This behavior is consistent across both nixl[cu13]==0.9.0 and nixl[cu13]==0.8.0.
To isolate the issue, I tested with ucx_perftest (both my self-built version and the system-provided one; the system binary also does not enable MNNVL by default in my environment).

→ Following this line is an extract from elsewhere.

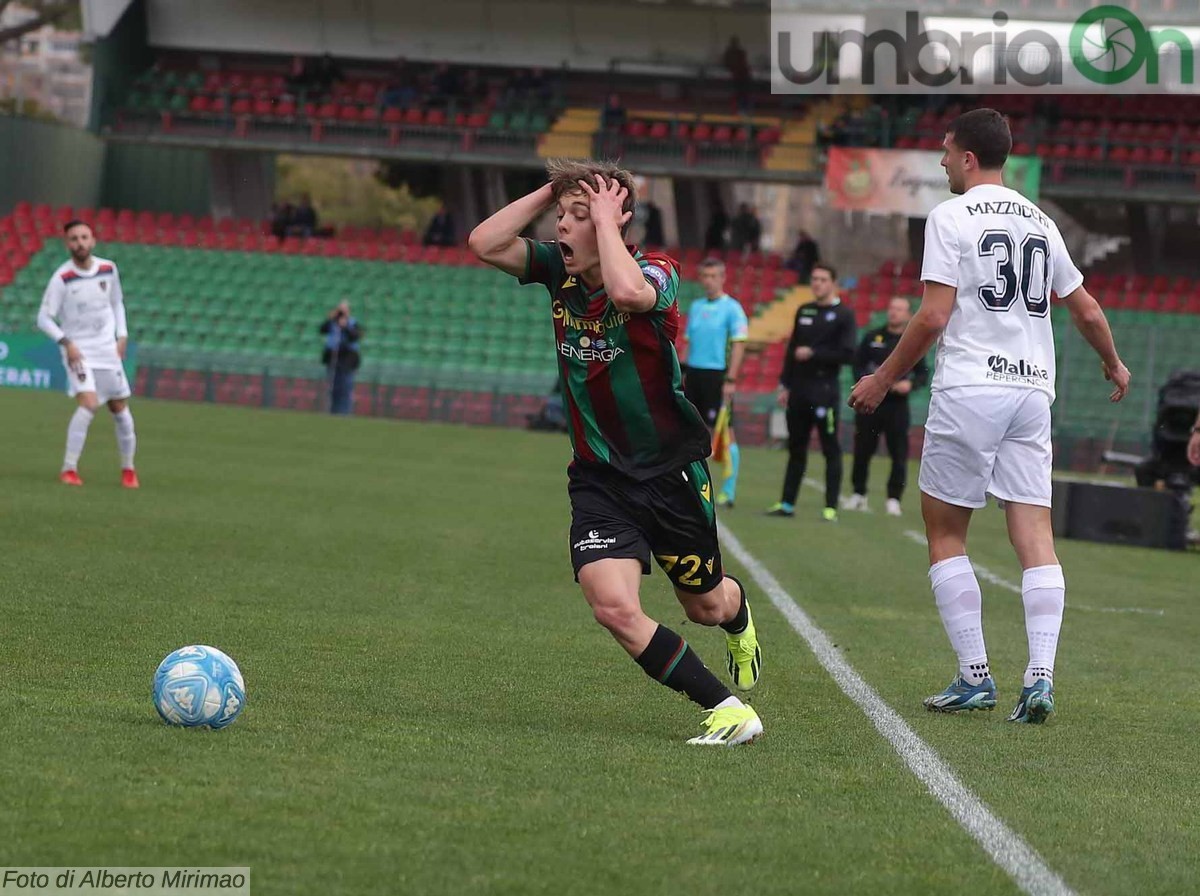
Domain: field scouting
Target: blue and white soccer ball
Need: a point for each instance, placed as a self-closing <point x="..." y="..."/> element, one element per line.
<point x="198" y="687"/>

My test setup is as follows:
Server: UCX_PROTO_INFO=y UCX_NET_DEVICES=mlx5_2:1 UCX_TLS=ib,sm,cuda_copy,cuda_ipc,self UCX_CUDA_IPC_ENABLE_MNNVL=y ucx_perftest -t tag_bw -m cuda -n 1000 -s 4194304
Client: UCX_NET_DEVICES=mlx5_2:1 UCX_TLS=ib,sm,cuda_copy,cuda_ipc,self UCX_CUDA_IPC_ENABLE_MNNVL=y ucx_perftest -t tag_bw -m cuda -n 1000 -s 41943040 <serverip>
In this case, MNNVL is successfully used:
[1769084848.088832] [local-cluster-10:1776775:0] +---------------------------+----------------------------------------------------------+
[1769084848.088841] [local-cluster-10:1776775:0] | perftest inter-node cfg#1 | rendezvous data fetch(multi) into cuda/GPU0 from cuda |
[1769084848.088843] [local-cluster-10:1776775:0] +---------------------------+------------------------------------------+---------------+
[1769084848.088844] [local-cluster-10:1776775:0] | 0 | no data fetch | |
[1769084848.088848] [local-cluster-10:1776775:0] | 1..inf | zero-copy read from remote | cuda_ipc/cuda |
[1769084848.088850] [local-cluster-10:1776775:0] +---------------------------+------------------------------------------+---------------+
[1769084848.091072] [local-cluster-10:1776775:0] +---------------------------+--------------------------------------------------------------+
[1769084848.091082] [local-cluster-10:1776775:0] | perftest inter-node cfg#1 | tagged message by ucp_tag_send*(multi) from cuda/GPU0 |
[1769084848.091083] [local-cluster-10:1776775:0] +---------------------------+-------------------------------------------+------------------+
[1769084848.091085] [local-cluster-10:1776775:0] | 0 | eager short | rc_mlx5/mlx5_2:1 |
[1769084848.091088] [local-cluster-10:1776775:0] | 1..inf | (?) rendezvous zero-copy read from remote | cuda_ipc/cuda |
[1769084848.091090] [local-cluster-10:1776775:0] +---------------------------+-------------------------------------------+------------------+
And the performance is excellent:
+--------------+--------------+------------------------------+---------------------+-----------------------+
| | | overhead (usec) | bandwidth (MB/s) | message rate (msg/s) |
+--------------+--------------+----------+---------+---------+----------+----------+-----------+-----------+
| Stage | # iterations | 50.0%ile | average | overall | average | overall | average | overall |
+--------------+--------------+----------+---------+---------+----------+----------+-----------+-----------+
Final: 1000 55.456 55.555 55.555 720005.84 720005.84 18000 18000
I have reviewed many documents and references, and most of them indicate that setting UCX_CUDA_IPC_ENABLE_MNNVL=y should be sufficient. However, in my case, that does not appear to enable MNNVL for vLLM/NIXL.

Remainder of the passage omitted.